In a new Netflix special, “Kevin Hart’s Guide to Black History,” available now, the actor and comedian is tackling a new role: Educator.
The one-hour special explores the lives of unsung black heroes through a series of reenactments. Viewers learn about such people as arctic explorer Matthew Henson, astronaut Mae Jemison and performer-turned-Allied-spy Josephine Baker.
Hart has faced recent controversy after he stepped down as this year’s Oscars host following uproar over past homophobic tweets and comments. Last fall, he faced backlash for throwing a “Cowboys and Indians” party for his son Kenzo’s first birthday.
In a bit of a twist for Hart’s brand, “Guide to Black History” is geared toward kids and families, with layers of Hart talking among a series of longer renactments. It’s a refreshing way to teach kids, not only because there are jokes instead of a list of dry facts (plus actual production value), but because the subjects aren’t the usual suspects.
One of the first things Hart says in the special is “There’s so much more to black history than peanuts,” referring to George Washington Carver’s pioneering agricultural work that’s taught in elementary classrooms across American classrooms.
The jokes are of the PG-slapstick variety. Take for instance Hart’s quip that Bessie Coleman, the first African-American woman to hold a pilot license, got pulled over by cops asking where she got such a nice plane.
Underneath the comedy is the message that the accomplishments and cultural contributions of African-Americans are something to be proud of.
- Robert Smalls escaped slavery to become a Civil War hero and five-term congressman in the House of Representatives.
- Blues great Robert Johnson created music and a guitar style that influenced rock and roll as we know it. George Crum invented the potato chip.

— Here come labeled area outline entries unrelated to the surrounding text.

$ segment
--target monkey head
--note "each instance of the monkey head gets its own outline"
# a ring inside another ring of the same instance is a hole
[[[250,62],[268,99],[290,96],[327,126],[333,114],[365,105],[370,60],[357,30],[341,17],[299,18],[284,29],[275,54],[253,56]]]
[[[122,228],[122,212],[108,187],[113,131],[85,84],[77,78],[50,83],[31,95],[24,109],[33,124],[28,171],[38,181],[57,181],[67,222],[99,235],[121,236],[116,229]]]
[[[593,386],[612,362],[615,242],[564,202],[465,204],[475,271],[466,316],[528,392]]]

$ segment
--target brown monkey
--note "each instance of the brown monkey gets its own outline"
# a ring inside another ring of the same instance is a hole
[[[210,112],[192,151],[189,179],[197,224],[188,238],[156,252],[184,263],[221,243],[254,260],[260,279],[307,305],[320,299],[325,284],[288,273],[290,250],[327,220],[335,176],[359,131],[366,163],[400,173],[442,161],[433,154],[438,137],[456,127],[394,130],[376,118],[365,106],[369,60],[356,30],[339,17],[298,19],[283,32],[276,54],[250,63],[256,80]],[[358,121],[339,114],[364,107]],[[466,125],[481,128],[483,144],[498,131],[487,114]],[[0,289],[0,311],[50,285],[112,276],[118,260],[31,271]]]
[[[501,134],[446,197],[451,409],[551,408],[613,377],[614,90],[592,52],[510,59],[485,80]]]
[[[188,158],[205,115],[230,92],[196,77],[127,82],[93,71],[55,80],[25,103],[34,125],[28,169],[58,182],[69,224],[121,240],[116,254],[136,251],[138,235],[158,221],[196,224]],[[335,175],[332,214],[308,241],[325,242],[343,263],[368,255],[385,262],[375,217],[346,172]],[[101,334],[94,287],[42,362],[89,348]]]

- Josephine Baker was an American performer who moved to France and became an Allied secret agent during World War II. She later became a prominent figure in the Civil Rights Movement and adopted 12 children from around the world.
As Hart tells his daughter (played by Saniyya Sidney):
“Black history is more than slavery and oppression. Goodness, you have the innovation, the brilliance, the creativity … these were the things that we use to challenge the oppression.”